Zweitens geht in der Charakteristik von Wolf Biermann (S. 241 ff., S. 407 ff.) der ansonsten so bestechende Zusammenhang von Literatur und Politik eigenartigerweise fast völlig verloren - die Tatsache nämlich, daß die „Biermann-Affäre“ nicht nur Protest eines Sängers in der Villon-Nachfolge, sondern - ausgelöst durch einen „Bochumer Appell“, den auch führende SPD-Politiker unterzeichneten, und potenziert durch das berühmte Kölner Konzert im November 1976 - auch gezielte politische Aktion gegen die DDR war. Wie schrieb doch damals, am 24. November 1976, die in solchen Fällen zumeist gut informierte „FAZ“ über das „Lieder-Echo aus dem Untergrund“? „Hier ist die Wurzel des Falles Biermann. Er hat sich als Kristallisationspunkt, als Katalysator erwiesen. Es geht nicht so sehr um seine ketzerischen Gesänge und nicht um die genaue Zahl beifallspendender Intellektueller, die drüben wie hüben zur Selbstüberschätzung neigen. Es geht um die Frage der Macht.“ Ausgerechnet das sollte der sonst so peinlich genaue Hans Mayer übersehen haben?

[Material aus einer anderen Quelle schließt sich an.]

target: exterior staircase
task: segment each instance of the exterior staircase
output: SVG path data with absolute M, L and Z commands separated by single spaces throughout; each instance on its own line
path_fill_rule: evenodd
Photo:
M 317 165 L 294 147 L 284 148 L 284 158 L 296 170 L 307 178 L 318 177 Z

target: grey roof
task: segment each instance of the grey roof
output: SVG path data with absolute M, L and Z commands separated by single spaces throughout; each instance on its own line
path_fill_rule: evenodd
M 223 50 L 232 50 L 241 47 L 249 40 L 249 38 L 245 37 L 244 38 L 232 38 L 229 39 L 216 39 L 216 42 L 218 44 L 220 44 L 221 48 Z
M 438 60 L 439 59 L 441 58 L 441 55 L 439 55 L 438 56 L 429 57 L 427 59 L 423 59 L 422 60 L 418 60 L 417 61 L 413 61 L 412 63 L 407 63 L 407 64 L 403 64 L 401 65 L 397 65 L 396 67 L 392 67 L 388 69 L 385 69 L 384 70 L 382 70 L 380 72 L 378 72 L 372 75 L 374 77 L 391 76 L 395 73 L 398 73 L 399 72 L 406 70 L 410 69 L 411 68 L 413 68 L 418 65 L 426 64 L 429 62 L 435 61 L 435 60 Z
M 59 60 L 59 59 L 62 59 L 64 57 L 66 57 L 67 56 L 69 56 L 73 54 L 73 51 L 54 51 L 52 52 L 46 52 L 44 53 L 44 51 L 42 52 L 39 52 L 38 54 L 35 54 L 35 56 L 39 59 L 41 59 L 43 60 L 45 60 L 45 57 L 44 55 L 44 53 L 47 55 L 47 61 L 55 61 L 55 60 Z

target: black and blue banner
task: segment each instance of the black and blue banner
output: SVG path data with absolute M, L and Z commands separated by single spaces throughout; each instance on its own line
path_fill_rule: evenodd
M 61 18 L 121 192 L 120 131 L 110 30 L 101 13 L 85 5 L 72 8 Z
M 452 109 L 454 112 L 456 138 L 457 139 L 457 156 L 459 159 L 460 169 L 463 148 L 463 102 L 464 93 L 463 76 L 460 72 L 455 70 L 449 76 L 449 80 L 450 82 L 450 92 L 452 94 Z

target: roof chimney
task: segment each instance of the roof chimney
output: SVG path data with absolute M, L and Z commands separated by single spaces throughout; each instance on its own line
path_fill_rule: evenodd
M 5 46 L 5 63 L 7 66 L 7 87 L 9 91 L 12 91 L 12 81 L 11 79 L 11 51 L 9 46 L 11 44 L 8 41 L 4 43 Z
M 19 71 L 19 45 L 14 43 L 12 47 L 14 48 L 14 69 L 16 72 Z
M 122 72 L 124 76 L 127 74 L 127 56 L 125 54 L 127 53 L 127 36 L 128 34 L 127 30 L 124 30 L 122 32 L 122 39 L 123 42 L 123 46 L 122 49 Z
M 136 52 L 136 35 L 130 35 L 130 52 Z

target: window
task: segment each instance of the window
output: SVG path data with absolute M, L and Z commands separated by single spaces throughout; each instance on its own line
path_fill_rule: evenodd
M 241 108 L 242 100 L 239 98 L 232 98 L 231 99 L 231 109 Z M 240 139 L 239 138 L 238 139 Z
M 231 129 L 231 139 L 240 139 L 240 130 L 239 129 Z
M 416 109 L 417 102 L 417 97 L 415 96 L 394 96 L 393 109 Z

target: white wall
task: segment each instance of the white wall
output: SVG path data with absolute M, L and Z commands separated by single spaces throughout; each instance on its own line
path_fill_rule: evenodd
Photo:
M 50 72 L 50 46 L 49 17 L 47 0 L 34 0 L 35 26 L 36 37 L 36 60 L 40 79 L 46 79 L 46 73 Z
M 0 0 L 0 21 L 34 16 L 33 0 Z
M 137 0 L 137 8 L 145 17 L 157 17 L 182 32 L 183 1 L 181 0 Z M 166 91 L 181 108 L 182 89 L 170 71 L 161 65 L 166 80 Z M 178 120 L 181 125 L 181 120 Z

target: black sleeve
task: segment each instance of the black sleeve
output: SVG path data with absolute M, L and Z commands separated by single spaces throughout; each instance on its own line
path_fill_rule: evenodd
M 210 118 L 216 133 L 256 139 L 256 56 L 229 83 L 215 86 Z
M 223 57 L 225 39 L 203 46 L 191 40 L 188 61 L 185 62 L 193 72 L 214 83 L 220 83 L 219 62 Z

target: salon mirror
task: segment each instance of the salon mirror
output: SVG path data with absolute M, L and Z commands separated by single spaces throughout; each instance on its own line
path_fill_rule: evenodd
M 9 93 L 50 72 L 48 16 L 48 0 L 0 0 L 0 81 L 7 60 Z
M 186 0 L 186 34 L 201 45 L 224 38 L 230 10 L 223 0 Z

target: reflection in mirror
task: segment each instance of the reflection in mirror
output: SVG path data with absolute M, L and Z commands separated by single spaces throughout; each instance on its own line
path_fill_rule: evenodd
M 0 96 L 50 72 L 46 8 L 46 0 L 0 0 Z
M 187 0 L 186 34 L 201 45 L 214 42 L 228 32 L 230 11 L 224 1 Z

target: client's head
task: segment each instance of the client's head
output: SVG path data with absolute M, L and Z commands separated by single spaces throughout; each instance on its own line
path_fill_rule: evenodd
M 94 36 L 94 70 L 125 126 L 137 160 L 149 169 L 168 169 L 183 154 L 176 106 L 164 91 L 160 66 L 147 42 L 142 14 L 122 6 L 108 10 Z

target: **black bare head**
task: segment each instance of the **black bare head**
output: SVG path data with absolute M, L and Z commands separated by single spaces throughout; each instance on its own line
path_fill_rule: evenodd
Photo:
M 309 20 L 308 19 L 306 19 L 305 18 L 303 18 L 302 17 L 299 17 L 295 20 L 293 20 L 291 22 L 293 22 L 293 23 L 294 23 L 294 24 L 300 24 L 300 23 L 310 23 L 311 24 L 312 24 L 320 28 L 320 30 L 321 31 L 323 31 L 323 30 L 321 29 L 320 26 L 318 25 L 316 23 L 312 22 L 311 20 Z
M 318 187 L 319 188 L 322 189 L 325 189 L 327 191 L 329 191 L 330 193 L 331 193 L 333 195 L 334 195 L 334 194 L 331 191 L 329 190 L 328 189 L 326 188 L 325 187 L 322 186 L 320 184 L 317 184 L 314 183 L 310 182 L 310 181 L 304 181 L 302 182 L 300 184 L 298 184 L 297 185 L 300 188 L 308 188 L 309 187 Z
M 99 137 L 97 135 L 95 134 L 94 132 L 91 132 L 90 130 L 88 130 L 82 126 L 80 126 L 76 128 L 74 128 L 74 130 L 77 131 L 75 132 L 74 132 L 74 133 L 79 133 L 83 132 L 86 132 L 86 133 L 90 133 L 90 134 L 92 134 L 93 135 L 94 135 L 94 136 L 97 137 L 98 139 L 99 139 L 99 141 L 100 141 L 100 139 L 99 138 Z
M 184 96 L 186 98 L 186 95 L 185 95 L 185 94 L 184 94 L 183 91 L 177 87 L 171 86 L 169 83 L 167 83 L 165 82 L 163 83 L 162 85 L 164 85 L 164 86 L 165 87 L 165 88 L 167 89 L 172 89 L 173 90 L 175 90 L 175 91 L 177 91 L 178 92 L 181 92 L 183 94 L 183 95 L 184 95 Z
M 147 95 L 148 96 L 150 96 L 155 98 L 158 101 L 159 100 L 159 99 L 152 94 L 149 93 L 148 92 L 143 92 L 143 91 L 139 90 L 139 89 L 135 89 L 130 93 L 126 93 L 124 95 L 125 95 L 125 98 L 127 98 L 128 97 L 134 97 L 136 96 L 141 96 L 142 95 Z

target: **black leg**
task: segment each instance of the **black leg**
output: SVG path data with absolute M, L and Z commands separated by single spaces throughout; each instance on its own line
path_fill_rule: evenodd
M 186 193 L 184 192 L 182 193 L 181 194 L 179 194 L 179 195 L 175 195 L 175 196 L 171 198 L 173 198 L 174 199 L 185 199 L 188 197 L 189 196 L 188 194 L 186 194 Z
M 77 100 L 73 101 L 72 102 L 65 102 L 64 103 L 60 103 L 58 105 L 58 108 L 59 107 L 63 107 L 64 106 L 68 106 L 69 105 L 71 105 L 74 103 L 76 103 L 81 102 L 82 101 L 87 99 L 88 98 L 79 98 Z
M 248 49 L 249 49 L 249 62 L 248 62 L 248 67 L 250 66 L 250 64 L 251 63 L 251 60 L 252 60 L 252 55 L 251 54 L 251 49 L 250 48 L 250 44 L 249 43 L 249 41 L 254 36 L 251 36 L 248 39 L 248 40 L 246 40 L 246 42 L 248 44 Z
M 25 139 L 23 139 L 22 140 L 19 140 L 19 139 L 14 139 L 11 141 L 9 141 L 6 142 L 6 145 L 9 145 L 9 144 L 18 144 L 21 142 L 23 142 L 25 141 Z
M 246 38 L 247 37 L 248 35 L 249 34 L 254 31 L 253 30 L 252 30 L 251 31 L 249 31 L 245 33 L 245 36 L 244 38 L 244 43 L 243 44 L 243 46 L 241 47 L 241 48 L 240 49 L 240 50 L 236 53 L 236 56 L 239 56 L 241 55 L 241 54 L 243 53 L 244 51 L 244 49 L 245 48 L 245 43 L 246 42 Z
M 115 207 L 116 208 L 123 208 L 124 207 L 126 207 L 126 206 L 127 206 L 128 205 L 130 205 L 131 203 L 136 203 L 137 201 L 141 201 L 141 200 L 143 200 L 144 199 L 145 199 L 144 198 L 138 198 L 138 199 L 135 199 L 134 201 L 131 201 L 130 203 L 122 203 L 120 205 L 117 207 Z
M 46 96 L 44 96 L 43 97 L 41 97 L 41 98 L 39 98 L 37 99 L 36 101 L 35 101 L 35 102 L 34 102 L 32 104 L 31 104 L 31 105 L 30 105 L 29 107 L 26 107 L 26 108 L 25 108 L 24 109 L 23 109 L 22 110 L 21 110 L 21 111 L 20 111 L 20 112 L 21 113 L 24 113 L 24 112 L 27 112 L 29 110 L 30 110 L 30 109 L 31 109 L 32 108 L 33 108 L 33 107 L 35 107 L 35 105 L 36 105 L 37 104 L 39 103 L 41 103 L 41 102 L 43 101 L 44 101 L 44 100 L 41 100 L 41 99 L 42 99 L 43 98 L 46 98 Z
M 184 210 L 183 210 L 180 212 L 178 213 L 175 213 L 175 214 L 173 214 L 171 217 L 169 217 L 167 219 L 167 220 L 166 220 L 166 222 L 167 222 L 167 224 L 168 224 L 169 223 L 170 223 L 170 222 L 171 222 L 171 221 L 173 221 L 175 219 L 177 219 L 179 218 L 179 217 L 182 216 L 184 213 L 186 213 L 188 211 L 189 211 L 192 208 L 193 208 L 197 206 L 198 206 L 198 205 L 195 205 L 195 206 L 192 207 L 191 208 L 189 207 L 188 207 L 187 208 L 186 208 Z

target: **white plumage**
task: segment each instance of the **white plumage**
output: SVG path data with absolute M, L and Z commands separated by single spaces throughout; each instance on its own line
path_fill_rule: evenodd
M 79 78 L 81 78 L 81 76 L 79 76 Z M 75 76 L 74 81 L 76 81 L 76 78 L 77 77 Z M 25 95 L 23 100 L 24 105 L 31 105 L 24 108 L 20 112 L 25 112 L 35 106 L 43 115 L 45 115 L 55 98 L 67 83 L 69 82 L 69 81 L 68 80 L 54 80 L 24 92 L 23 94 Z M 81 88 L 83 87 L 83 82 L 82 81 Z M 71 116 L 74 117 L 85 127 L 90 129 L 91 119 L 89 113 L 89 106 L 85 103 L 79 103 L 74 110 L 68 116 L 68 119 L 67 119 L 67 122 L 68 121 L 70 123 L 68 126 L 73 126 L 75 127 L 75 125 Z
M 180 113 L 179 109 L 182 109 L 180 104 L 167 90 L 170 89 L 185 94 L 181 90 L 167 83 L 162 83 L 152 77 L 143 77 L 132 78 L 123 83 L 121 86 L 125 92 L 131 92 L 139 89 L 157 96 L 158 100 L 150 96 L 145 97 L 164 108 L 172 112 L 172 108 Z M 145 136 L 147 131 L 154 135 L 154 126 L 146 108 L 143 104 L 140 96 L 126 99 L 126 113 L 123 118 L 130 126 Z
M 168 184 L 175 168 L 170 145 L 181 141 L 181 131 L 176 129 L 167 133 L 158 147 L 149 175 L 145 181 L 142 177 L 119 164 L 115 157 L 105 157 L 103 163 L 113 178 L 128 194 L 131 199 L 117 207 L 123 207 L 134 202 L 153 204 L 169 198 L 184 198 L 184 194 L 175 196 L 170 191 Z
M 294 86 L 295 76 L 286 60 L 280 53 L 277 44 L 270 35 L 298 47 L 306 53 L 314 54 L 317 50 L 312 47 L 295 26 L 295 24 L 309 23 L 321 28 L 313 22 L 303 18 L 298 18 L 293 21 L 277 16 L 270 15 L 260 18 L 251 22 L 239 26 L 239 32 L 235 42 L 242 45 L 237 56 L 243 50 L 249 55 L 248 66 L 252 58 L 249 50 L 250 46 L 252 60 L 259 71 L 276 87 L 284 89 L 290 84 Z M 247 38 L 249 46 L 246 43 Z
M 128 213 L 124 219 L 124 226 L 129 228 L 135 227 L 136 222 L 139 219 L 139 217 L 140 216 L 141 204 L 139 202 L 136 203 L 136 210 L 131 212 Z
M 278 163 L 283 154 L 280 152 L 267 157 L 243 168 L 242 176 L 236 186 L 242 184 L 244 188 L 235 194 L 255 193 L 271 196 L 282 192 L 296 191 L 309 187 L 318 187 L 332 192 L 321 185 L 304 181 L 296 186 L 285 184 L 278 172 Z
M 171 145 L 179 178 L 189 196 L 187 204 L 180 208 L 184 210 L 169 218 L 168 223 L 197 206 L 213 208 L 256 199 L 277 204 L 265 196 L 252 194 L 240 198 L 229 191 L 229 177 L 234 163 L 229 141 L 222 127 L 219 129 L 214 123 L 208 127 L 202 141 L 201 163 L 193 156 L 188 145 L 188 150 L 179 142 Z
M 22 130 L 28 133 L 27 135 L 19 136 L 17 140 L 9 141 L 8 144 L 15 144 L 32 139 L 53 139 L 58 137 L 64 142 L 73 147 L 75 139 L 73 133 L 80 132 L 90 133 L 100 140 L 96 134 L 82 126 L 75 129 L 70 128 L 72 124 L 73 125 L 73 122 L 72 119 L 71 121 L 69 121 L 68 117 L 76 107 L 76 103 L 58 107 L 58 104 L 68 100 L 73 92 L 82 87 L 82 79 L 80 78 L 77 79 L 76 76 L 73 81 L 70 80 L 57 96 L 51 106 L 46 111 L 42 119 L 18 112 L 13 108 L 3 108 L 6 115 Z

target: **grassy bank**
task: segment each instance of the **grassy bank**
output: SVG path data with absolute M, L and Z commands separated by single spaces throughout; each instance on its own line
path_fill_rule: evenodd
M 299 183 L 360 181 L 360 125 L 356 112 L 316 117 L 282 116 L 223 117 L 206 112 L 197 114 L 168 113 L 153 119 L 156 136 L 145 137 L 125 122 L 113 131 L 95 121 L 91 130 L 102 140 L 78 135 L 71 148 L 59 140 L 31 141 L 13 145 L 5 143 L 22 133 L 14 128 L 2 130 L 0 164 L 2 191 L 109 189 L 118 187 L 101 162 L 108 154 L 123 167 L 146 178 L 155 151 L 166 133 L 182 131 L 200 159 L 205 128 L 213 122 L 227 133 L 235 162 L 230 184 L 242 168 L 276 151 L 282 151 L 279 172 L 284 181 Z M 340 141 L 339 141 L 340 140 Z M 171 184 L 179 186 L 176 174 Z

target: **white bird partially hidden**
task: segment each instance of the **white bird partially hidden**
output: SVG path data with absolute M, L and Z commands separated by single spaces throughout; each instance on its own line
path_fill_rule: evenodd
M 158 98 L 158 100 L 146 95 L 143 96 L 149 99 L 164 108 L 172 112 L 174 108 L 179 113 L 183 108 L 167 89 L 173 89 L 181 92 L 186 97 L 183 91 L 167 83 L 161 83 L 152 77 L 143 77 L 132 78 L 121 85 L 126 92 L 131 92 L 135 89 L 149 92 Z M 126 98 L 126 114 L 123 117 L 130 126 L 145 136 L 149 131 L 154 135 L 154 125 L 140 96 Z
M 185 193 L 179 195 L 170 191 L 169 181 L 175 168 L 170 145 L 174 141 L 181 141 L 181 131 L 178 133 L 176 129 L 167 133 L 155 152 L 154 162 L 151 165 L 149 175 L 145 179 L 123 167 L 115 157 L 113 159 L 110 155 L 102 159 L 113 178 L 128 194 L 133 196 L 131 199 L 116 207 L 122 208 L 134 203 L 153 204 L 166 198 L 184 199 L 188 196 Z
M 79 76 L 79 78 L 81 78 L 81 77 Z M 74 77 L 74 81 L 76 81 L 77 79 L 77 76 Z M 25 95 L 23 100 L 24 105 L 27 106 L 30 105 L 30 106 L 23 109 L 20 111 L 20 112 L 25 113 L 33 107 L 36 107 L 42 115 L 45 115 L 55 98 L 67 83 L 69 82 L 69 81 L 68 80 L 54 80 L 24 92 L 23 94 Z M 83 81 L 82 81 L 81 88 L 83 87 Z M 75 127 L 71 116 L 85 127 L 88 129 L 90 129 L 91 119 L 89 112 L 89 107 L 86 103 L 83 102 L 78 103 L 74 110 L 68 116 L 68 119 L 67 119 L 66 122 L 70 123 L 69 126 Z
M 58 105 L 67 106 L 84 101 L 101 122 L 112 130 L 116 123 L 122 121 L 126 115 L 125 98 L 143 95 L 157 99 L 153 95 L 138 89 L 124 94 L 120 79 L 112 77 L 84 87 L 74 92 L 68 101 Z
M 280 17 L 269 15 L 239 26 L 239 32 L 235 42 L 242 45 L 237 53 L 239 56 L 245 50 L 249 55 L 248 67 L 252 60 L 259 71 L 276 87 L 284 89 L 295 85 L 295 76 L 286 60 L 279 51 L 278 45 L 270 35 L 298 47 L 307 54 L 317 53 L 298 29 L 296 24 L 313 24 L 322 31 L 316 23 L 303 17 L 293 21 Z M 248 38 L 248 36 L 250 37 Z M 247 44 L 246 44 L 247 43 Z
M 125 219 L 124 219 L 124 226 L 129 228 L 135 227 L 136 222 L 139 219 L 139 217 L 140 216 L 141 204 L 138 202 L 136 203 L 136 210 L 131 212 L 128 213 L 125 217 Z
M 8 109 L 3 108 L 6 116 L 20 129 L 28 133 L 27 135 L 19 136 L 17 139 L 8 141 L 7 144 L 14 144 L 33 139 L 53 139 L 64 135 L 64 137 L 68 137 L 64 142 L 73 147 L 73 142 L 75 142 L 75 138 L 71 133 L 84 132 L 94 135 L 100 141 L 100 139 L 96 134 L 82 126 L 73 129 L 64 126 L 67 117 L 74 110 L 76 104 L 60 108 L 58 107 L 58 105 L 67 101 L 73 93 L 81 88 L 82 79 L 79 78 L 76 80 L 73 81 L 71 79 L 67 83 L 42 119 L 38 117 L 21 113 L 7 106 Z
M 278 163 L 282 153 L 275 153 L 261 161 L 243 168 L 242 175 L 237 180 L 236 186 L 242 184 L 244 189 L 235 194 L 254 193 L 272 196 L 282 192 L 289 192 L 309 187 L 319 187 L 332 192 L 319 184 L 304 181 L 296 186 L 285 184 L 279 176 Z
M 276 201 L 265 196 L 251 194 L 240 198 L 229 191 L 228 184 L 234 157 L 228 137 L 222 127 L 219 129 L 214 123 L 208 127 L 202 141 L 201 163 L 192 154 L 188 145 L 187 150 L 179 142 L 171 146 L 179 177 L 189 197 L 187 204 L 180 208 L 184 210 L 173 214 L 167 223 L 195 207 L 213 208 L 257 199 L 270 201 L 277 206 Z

Schließlich hat Hans Mayer in seiner Literaturbetrachtung und Literaturanalyse alles das, was der Begriff „Massenliteratur“ benennt, vollständig ausgeklammert. Nicht umsonst aber beansprucht ein Heinz Günther Konsalik für sich den Ruhm, der auflagenstärkste und meistgelesene Schriftsteller der Bundesrepublik Deutschland zu sein. Kann man Literatur dieser Art heute noch außer acht lassen, wenn es um „Die neuen Bücher und Leser“ oder - um eine andere Überschrift aus dem Buch von Hans Mayer zu zitieren - „Masse und Macht“ geht? Die Amerikaner, Briten und Franzosen geben sich da offener für Massenliteratur-Erscheinungen und Bestseller-Autoren à la Rosamunde Pilcher.

Ansonsten mußte ich nach Abschluß der Lektüre von Hans Mayers Buch lediglich eines bedauern: daß es schon 1985 endet und nicht erst 1995. Der ehemalige Leipzig-Tübinger Literaturprofessor, geistig rege wie eh und je, wäre doch gewiß der richtige Mann, das Wichtigste über die „wiedervereinte deutsche Literatur“ zu sagen. Aber vielleicht macht er’s noch.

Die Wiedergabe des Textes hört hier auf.